DatavineDatavine/Docs
Data Features

Anomaly Detection

Create monitors on BigQuery tables to automatically detect data quality issues: stale data, volume drops, null rate spikes, schema changes, and more.

Check types

FreshnessDetects when a table hasn't been updated within the expected window.
VolumeFlags unusual row count changes — too many or too few rows compared to historical baseline.
Null RateAlerts when null percentage in a column spikes above normal.
SchemaDetects added, removed, or changed columns.
DistributionFlags when value distributions shift significantly from historical patterns.
DuplicatesDetects duplicate rows based on key columns.

Creating a monitor

  1. Go to Anomaly Detection
  2. Click Add Monitor
  3. Select dataset and table
  4. Choose which checks to enable
  5. Set sensitivity: Relaxed, Normal, or Strict
  6. Click Create

Sensitivity levels

Relaxed
Only flags severe deviations.

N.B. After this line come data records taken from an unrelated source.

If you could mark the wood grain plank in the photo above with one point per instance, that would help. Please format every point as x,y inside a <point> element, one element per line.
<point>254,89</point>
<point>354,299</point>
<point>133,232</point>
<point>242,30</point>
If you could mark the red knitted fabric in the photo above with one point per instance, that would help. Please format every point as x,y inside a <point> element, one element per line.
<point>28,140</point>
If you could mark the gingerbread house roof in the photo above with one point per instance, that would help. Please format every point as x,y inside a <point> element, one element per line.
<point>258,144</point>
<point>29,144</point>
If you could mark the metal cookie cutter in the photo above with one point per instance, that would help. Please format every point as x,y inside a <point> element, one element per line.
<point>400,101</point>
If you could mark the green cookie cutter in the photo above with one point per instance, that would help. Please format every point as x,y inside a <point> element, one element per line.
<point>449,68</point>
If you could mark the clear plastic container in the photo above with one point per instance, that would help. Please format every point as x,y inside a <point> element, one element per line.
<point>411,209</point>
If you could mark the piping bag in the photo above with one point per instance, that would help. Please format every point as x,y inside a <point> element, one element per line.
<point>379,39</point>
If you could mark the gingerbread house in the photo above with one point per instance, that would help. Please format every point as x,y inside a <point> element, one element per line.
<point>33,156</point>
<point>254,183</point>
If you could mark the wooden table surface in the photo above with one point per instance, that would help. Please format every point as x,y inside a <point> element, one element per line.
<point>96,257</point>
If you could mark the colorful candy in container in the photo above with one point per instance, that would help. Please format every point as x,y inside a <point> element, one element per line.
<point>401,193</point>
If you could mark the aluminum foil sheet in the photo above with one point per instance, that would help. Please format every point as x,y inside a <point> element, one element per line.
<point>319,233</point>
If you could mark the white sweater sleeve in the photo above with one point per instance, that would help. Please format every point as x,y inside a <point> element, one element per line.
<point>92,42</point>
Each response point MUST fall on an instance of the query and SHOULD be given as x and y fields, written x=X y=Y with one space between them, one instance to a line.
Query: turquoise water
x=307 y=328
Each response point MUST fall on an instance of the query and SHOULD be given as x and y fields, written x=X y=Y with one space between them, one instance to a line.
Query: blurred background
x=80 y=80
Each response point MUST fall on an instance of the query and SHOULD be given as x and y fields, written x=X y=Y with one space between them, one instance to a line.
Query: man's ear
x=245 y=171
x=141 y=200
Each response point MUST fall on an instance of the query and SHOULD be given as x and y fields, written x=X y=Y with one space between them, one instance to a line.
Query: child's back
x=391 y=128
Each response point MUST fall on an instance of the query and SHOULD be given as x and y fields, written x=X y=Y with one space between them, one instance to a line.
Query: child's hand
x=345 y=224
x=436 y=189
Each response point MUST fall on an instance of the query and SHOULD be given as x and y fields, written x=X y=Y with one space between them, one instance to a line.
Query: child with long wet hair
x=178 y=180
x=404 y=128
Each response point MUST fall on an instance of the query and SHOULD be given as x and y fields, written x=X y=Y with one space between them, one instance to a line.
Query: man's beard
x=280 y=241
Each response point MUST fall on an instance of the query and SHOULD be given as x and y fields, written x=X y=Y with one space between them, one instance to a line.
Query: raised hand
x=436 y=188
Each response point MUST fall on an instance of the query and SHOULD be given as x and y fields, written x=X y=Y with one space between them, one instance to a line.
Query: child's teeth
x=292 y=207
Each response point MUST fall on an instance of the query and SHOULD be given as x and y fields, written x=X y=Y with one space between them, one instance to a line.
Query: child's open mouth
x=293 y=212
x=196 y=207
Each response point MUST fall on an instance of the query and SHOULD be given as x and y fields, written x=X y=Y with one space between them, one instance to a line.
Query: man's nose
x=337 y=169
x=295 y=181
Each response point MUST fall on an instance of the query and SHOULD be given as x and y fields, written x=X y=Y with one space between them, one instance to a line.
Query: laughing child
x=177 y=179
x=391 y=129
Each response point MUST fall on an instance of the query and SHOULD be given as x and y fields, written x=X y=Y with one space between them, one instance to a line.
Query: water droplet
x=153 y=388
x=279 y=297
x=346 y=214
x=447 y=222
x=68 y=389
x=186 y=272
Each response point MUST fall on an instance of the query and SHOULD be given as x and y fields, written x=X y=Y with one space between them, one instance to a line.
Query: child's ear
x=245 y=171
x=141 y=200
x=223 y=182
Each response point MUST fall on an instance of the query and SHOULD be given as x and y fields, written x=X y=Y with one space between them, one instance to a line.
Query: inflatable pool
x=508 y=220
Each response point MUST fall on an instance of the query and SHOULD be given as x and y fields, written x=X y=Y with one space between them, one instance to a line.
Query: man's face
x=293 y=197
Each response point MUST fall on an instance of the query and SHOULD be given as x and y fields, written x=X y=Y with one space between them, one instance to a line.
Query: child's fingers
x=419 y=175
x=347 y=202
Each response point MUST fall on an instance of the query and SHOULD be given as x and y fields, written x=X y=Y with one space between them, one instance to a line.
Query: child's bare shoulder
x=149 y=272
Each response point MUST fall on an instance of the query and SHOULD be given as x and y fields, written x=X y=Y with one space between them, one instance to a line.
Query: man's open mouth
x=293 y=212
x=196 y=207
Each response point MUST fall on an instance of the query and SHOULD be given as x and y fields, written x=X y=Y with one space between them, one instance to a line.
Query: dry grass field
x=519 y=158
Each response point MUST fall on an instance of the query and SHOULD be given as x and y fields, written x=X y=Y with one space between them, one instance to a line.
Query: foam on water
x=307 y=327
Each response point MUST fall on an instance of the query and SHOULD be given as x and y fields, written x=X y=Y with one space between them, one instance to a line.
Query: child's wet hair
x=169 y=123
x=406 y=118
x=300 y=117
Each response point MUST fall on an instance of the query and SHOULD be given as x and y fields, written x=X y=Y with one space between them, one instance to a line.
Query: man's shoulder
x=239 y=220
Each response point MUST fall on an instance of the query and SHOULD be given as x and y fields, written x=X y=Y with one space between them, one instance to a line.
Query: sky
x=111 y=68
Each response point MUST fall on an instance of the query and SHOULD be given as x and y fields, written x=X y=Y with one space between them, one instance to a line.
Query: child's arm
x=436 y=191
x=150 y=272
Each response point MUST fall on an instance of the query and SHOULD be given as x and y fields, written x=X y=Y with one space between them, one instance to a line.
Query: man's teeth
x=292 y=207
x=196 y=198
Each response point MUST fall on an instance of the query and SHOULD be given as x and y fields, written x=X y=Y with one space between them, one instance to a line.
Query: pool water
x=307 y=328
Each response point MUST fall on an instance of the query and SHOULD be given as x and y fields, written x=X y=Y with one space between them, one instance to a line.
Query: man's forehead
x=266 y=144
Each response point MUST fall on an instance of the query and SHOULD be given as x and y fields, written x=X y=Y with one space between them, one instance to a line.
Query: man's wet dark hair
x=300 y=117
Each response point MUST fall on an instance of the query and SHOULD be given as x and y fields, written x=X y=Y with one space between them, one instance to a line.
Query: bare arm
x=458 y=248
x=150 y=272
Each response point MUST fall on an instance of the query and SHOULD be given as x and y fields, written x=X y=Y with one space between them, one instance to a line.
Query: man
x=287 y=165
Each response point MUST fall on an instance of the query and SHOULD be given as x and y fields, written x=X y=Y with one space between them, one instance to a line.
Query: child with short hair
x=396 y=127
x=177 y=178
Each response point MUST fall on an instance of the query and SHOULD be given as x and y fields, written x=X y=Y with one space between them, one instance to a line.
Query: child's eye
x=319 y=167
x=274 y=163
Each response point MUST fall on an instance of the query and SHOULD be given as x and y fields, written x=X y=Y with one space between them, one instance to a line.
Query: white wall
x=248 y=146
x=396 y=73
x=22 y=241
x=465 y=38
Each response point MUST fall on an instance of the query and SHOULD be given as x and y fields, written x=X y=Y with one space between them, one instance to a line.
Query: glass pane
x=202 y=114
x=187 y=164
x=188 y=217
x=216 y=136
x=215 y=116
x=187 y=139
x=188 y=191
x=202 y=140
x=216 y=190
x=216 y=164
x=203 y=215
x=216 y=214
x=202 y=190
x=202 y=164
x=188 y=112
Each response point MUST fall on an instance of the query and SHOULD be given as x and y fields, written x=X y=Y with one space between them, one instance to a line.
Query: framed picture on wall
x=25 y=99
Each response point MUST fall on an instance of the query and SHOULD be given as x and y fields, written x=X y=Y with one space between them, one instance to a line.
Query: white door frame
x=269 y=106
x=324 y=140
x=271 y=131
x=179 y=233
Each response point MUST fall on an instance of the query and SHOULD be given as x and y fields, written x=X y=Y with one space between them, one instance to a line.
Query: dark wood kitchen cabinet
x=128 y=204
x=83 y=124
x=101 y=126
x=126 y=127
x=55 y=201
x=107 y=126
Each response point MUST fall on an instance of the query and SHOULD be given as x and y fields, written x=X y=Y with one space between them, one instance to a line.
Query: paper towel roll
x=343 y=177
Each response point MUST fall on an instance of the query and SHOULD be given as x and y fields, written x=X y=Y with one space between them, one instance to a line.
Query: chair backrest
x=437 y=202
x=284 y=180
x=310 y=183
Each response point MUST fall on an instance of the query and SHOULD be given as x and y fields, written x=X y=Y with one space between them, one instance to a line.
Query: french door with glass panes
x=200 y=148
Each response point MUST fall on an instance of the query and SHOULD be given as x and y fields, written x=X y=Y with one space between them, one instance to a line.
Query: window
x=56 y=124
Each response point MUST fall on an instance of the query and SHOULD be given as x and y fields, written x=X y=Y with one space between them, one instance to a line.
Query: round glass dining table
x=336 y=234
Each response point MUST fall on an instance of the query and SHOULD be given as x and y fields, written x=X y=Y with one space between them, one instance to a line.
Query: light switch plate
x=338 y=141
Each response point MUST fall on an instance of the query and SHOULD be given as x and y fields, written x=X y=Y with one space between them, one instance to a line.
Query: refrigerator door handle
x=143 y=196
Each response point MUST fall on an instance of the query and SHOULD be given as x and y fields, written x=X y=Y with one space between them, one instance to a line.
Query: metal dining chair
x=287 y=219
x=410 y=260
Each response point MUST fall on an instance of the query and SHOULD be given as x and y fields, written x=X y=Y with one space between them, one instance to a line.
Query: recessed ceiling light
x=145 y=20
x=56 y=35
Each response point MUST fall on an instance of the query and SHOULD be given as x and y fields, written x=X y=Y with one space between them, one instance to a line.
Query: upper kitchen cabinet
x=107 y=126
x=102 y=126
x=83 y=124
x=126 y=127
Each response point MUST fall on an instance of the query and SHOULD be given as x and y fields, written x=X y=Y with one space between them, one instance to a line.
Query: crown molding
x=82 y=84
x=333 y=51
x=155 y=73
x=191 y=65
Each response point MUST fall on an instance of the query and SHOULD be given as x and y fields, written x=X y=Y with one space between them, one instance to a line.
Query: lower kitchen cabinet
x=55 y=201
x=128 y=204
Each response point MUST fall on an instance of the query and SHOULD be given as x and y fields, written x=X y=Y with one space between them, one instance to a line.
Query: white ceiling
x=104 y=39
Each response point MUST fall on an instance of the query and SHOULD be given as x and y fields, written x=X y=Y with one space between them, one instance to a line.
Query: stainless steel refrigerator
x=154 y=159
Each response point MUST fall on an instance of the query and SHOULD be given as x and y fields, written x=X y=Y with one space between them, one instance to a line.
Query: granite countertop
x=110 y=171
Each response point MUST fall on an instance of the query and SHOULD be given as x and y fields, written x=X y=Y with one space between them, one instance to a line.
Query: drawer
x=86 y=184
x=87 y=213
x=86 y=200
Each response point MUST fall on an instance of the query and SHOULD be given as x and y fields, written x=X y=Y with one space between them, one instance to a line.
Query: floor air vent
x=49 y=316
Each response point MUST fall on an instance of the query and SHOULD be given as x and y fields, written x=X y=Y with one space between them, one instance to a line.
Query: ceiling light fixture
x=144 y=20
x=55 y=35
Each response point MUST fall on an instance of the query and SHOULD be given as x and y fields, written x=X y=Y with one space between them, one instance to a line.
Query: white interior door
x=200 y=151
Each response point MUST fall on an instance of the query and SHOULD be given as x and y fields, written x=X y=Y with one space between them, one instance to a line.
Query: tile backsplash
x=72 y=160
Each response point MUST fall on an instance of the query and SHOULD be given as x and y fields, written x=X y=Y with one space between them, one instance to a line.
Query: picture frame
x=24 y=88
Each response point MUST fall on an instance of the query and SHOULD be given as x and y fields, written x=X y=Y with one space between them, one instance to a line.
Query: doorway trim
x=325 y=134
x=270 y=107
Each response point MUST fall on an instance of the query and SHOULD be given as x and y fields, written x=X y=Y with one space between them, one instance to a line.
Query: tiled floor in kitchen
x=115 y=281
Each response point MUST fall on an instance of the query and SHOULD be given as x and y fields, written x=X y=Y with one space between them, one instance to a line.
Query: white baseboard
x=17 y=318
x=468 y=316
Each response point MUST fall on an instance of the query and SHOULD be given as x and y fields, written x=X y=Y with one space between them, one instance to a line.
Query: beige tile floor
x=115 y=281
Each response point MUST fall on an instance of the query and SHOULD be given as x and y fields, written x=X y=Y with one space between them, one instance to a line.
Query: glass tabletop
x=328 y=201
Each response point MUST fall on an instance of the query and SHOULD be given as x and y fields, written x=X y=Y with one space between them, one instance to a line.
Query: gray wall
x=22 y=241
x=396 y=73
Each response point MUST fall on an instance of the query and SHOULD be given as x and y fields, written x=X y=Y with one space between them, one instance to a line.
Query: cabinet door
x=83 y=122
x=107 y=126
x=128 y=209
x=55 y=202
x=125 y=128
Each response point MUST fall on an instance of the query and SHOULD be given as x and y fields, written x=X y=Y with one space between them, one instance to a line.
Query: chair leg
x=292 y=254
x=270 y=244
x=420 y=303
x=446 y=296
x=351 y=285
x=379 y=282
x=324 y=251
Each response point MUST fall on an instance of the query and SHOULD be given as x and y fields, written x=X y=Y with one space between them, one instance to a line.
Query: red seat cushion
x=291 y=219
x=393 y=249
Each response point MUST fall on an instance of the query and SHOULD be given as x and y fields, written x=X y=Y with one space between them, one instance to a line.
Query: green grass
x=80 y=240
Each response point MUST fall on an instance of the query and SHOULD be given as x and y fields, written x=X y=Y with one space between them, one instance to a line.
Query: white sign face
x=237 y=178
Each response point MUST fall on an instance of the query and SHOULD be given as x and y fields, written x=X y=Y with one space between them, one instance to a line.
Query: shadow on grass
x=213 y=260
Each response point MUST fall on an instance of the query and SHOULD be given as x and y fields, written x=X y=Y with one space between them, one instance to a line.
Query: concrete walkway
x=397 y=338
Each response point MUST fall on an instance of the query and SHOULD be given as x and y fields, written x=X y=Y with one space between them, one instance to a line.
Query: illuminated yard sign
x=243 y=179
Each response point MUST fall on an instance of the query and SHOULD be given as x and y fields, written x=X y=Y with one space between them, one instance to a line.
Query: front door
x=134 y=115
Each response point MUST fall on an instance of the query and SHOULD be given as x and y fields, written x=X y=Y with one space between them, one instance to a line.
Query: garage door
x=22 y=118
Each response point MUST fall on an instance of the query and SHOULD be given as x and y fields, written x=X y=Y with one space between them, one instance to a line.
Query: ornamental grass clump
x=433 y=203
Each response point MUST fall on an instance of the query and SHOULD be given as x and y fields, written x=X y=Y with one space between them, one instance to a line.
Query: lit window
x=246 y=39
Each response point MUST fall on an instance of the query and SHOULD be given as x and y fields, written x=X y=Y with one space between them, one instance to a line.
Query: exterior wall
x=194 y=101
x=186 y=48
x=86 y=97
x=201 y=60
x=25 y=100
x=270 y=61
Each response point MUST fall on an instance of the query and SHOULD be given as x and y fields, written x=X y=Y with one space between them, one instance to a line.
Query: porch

Good for noisy tables.
Normal
Standard thresholds. Recommended for most tables.
Strict
Flags small deviations. For critical tables with tight SLAs.

AI root cause analysis

When an anomaly is detected, click Analyze with AI to get a Gemini-powered explanation including: likely root cause, business impact, step-by-step fix instructions, and prevention tips.